La frase puede entenderse como una defensa de la excelencia y tiene, en ese contexto, un cierto interés. Sin embargo, la narrativa del arquitecto liberal idealizado (Y para Amando de Miguel y José Luis Martín Moreno en su informe de 1976, ‘endiosado’), la repetición de la moraleja sin contexto, ni histórico ni económico, la convierte en parte de la descripción de un camino iniciático, formativo, que transforma el sacrificio en aprendizaje.
Existe, tengámoslo en cuenta al analizar la frase, una aproximación absolutamente vocacional a la profesión de arquitecto. Una que tiene, como la mayoría de las ocupaciones vocacionales, a fusionar lo productivo con lo reproductivo y, en los términos de Richard Sennett en “La corrosión del carácter”, la vida con el trabajo. Si este último es una parte importante del desarrollo del carácter, de nuestra posición en el mundo, su perdida o el alejamiento de lo que se considera el rol especifico, preestablecido y aceptado, a cumplir, corrompe y corroe la esfera reproductiva y, al final, anula la vocación, destruyéndola.

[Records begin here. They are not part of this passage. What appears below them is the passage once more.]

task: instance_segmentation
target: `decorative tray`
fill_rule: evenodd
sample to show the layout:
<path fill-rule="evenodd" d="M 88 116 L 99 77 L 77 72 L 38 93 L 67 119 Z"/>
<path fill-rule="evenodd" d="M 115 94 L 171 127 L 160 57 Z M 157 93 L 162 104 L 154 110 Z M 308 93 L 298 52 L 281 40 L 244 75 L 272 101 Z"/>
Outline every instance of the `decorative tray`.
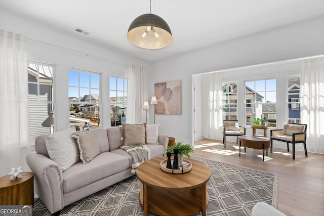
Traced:
<path fill-rule="evenodd" d="M 189 166 L 184 168 L 183 166 L 179 165 L 178 166 L 180 169 L 169 169 L 167 168 L 167 160 L 168 159 L 166 159 L 161 161 L 160 163 L 160 167 L 161 168 L 161 169 L 167 172 L 172 173 L 173 174 L 183 174 L 184 173 L 188 172 L 192 168 L 192 164 L 191 164 L 191 162 L 188 160 L 184 159 L 183 162 L 188 163 L 189 164 Z"/>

Remedios Zafra refiere a esta situación con el término ‘punzar’. Una vida que punza. La vocación, punza. Intentar cumplirla, intentar someterse a unas reglas establecidas para otro tiempo, otras circunstancias, punza. Un dolor inespecífico, penetrante, que presiona y controla. Un comportamiento aprendido del que es difícil escapar, imposible si no se está dispuesto a luchar contra la vocación. O, seamos claros, si no se está dispuesto a cuestionar el profundo significado aprendido de lo que la vocación significa y que, en muchos casos, es sólo una impostura clasista
desarrollada por sectores privilegiados que no sólo son los únicos capaces de dar cumplimiento a la falsedad meritocrática, sino que son además quienes se lucran con su mantenimiento, con su transmisión intocada a lo largo de las décadas. Estamos en 1993, han pasado muchos años desde que Alejandro de la Sota acabó la carrera, estoy estudiando arquitectura en Madrid, en la calle la crisis arrecia; no hay trabajo. La frase aún se repite. Sin cambios. Sin explicaciones. Alejandro de la Sota es un maestro; sólo muchos años después supe que era, además, funcionario de Correos.

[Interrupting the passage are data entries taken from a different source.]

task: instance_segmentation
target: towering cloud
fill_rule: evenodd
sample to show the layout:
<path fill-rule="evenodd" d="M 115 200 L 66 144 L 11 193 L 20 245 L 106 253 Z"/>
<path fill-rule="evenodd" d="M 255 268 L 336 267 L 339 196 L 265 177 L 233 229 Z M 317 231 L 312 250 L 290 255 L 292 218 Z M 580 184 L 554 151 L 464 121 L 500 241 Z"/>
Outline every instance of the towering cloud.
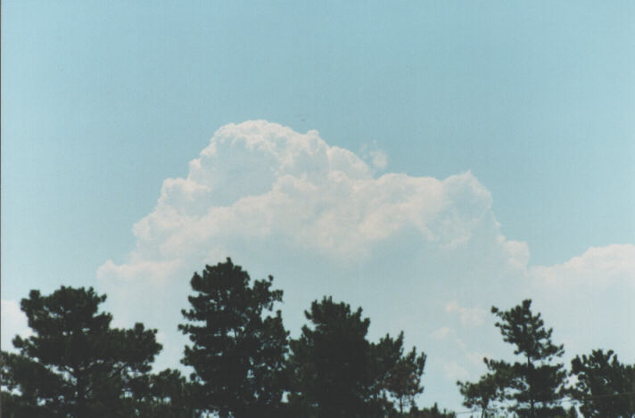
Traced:
<path fill-rule="evenodd" d="M 232 257 L 256 277 L 276 276 L 293 334 L 302 310 L 324 294 L 362 306 L 375 336 L 403 329 L 407 343 L 429 354 L 430 398 L 458 404 L 452 380 L 474 377 L 479 353 L 504 345 L 489 317 L 491 305 L 536 299 L 573 353 L 595 348 L 593 334 L 576 332 L 576 312 L 596 312 L 586 324 L 596 327 L 598 311 L 622 316 L 620 326 L 628 326 L 625 315 L 635 316 L 632 304 L 615 312 L 589 291 L 587 299 L 554 303 L 581 286 L 619 286 L 632 299 L 633 245 L 530 266 L 528 246 L 503 235 L 491 193 L 469 171 L 445 179 L 379 176 L 385 154 L 363 155 L 329 145 L 317 131 L 264 120 L 221 127 L 185 178 L 163 182 L 154 209 L 134 225 L 136 245 L 127 259 L 99 268 L 115 319 L 160 327 L 165 363 L 176 364 L 187 281 L 205 264 Z M 609 339 L 603 347 L 612 348 L 614 334 L 603 334 Z"/>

Tenemos que dar liebre por gato. Nadie nos habla de Tafuri, de su particular análisis de la disciplina desde la óptica de un arquitecto, sí, pero de uno muy peculiar. Un historiador, con ningún interés por cumplimentar el paradigma del arquitecto creador. Un investigador, un científico que, en sus propios términos, ‘hace la historia’.

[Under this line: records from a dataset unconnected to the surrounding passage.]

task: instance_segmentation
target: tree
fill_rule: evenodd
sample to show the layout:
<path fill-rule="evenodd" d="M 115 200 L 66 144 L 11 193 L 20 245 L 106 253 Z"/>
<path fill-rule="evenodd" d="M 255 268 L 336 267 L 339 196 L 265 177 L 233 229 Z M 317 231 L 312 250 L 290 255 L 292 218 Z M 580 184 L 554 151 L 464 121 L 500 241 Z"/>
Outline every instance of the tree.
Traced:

Para Tafuri, el peor de todos los males que los arquitectos de los años 1960 y 1970 enfrentaron fue la comprobación de la irrelevancia de sus postulados formales y disciplinares para producir un cambio social, al haber sido la propia disciplina —la arquitectura, en cuanto que generadora de planes, de bienes y de ciudad— absorbida, con absoluta facilidad, por la dinámica de producción capitalista. Como crítico marxista —esta es la muy interesante aproximación de Marianela D’Aprile y Douglas Spencer— Tafuri preconiza una mistificación de la forma, obsoleta como medio de cambio social, que atenaza y asila a los arquitectos, encapsulados en una posición elitista y regresiva. El cambio real era la asunción de la progresiva proletarización profesional. Un proceso de salarización, expresada en los términos de Charles Deber, que hubiera permitido a los profesionales de la arquitectura intervenir en los medios de producción capitalistas conformándose en una fuerza de trabajo sindicada y organizada.
Las especiales circunstancias una profesión cuyo aprendizaje no está exento de una fuerte carga de adoctrinamiento laboral, han llevado, durante décadas a confundir el rol con el estatus. Es el año 2000. He terminado la carrera. Trabajar en un estudio de renombre, dirigido por alguno de los profesores de la ETSAM, como falso autónomo, sin seguro, sin maternidad, sin derechos laborales, sin nada, es un orgullo. Es el camino del héroe. Es el trabajo deseado. Algunos, pocos, están opositando. Nos reímos de ellos. No han aguantado. Me miro ahora, en la distancia: era, éramos, idiotas.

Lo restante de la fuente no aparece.